Hoje é 1º de abril, terça-feira, são oito e vinte da manhã. Domingo à noite, dia 30, recebi o Jorio Dauster para tentar convencê-lo a vir para a Agência Nacional do Petróleo. Baldados os esforços. Ele tem problemas familiares, falta de recursos, vai ter que construir uma casa em Brasília, ficará pelo menos um ano e meio ou dois em Bruxelas. Depois conversei longamente com ele sobre a questão do comércio exterior. Ele vai fazer e passar ao Lampreia um paper sobre a ação do governo nessa matéria.

Comentário: Uma das grandes realizações do governo de FHC foi a criação das agências reguladoras, pelas quais a intervenção do Estado em grande número de setores da economia passou a ser feita de forma indireta através de autarquias que têm suas funções determinadas por lei. Fiquei assim muito sensibilizado com o convite do presidente para ser o primeiro diretor-geral da importantissima ANP (Agência Nacional de Petróleo, Gás e Biocombustíveis), que iniciou suas atividades em janeiro de 1998. Infelizmente, depois de ter passado alguns anos no Brasil como presidente do IBC (Instituto Brasileiro do Café) e negociador da dívida externa, com salários muito baixos, eu não teria condições de voltar a passar iguais dificuldades no momento em que me comprometera financeiramente com a construção de uma casa em Brasília, o que exigia minha permanência como embaixador junto à União Europeia por mais algum tempo. A posição foi ocupada então por David Zilberstein, mas, quando voltei a ser sondado para o cargo, em 2001, tive o prazer de sugerir o nome de meu colega e amigo Sebastião do Rego Barros, à época embaixador em Buenos Aires.

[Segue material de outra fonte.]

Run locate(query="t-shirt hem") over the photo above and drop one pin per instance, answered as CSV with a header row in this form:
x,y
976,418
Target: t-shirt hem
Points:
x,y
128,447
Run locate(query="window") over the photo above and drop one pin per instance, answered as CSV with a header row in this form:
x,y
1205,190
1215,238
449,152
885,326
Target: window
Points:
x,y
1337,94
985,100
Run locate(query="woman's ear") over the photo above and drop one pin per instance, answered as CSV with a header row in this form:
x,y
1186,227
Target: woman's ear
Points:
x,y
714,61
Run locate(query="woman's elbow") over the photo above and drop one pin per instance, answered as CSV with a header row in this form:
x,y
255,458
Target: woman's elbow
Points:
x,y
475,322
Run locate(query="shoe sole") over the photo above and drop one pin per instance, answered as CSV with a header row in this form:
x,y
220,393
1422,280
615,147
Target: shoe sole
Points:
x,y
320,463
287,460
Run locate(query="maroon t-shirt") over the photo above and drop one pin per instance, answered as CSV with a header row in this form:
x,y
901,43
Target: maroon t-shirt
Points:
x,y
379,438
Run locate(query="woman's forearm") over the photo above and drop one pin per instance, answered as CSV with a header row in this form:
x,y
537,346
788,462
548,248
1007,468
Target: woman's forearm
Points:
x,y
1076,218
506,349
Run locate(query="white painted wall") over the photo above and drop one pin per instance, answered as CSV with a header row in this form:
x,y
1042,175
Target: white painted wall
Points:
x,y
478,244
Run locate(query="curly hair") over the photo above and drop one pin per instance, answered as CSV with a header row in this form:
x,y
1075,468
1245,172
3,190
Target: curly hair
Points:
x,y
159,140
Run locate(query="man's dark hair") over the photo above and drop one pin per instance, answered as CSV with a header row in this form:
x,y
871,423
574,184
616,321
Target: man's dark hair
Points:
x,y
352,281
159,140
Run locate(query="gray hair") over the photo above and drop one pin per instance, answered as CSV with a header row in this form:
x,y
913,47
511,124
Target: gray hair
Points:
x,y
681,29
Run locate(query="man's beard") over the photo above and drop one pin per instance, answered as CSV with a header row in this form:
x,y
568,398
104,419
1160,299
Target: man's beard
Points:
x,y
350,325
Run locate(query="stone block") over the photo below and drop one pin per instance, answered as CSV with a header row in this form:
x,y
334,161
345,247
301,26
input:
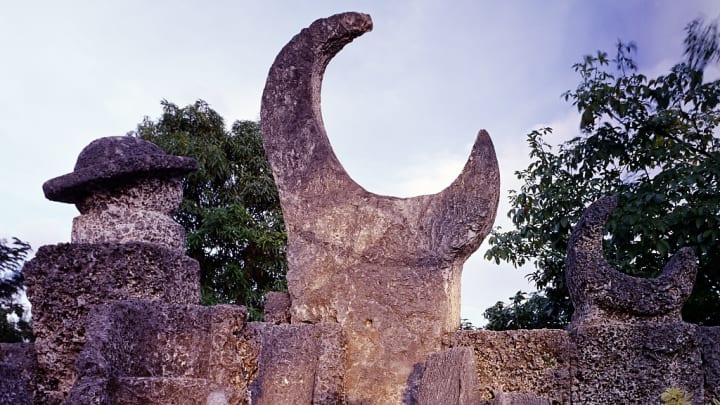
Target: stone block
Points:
x,y
635,363
65,281
518,398
17,373
298,364
520,361
138,351
277,307
449,377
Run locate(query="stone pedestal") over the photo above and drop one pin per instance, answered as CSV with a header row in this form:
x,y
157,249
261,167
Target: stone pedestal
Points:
x,y
520,361
65,281
635,363
147,352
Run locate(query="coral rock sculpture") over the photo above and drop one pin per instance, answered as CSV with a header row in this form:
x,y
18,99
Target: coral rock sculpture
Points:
x,y
631,342
387,269
601,293
125,245
126,190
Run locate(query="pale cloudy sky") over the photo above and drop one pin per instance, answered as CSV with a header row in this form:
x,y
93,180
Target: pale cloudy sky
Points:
x,y
401,104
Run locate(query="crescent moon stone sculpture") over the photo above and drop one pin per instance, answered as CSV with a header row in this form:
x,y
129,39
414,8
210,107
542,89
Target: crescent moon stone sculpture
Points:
x,y
600,293
387,269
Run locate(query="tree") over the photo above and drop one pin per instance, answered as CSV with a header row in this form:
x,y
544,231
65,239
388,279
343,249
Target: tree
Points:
x,y
13,326
231,209
653,143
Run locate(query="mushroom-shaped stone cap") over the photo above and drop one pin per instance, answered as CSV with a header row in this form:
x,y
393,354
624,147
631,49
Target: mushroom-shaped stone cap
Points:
x,y
112,161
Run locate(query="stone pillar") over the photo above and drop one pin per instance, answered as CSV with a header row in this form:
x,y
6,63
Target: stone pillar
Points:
x,y
124,245
386,269
631,342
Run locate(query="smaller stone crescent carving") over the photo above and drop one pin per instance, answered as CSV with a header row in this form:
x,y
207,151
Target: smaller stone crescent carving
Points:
x,y
600,292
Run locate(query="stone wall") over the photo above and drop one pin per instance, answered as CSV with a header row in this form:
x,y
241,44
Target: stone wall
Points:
x,y
373,302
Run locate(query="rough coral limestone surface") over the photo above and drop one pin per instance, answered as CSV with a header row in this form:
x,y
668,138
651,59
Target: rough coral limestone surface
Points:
x,y
65,281
387,269
602,294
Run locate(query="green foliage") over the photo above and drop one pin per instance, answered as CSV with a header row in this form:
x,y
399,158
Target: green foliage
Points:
x,y
465,324
652,142
675,396
231,210
12,257
523,312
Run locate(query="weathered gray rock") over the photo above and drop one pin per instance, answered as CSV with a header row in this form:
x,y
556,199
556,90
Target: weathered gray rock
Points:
x,y
602,294
710,346
65,281
449,377
387,269
277,307
111,162
141,352
518,398
18,373
297,364
126,190
635,363
520,361
137,212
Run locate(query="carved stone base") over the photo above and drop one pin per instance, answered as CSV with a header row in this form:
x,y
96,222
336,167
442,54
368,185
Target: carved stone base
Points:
x,y
65,281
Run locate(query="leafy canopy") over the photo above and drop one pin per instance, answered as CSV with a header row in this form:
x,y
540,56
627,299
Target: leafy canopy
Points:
x,y
654,143
13,328
230,210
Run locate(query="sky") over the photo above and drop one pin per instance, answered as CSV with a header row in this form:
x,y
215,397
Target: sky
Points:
x,y
401,104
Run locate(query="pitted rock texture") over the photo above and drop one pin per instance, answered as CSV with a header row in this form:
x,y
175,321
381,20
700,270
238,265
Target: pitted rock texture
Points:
x,y
387,269
297,364
710,343
123,226
449,377
277,307
141,352
520,361
65,281
137,212
635,363
518,398
112,162
18,373
601,294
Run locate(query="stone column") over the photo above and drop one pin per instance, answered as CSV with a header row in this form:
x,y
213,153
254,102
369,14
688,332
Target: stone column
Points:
x,y
125,244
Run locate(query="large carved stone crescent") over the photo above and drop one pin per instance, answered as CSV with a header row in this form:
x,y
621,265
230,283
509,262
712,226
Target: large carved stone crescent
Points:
x,y
600,293
387,269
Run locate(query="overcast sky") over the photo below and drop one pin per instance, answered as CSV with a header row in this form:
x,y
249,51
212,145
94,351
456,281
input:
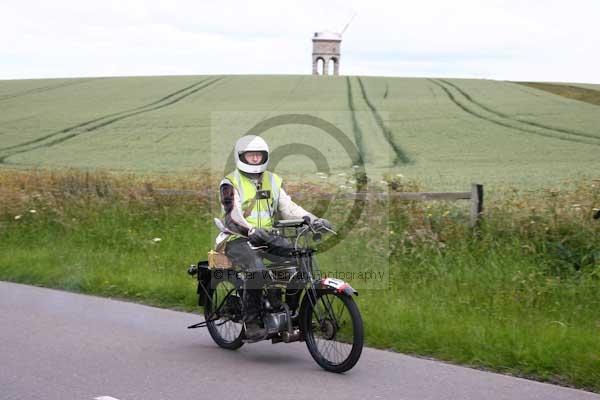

Como FHC registra em seu diário, fui recebido por ele para a conversa final sobre a ANP num domingo à noite. Para minha surpresa, naquele soberbo Palácio da Alvorada, quase às escuras, estávamos só nos dois e, desde o uísque inicial e o jantar bastante frugal, tivemos uma conversa informalíssima que se estendeu por horas. Como assinala a entrada no diário, o tema principal não pôde deixar de ser o comércio internacional, e posteriormente de fato entreguei a meu amigo Lampreia o paper solicitado pelo presidente.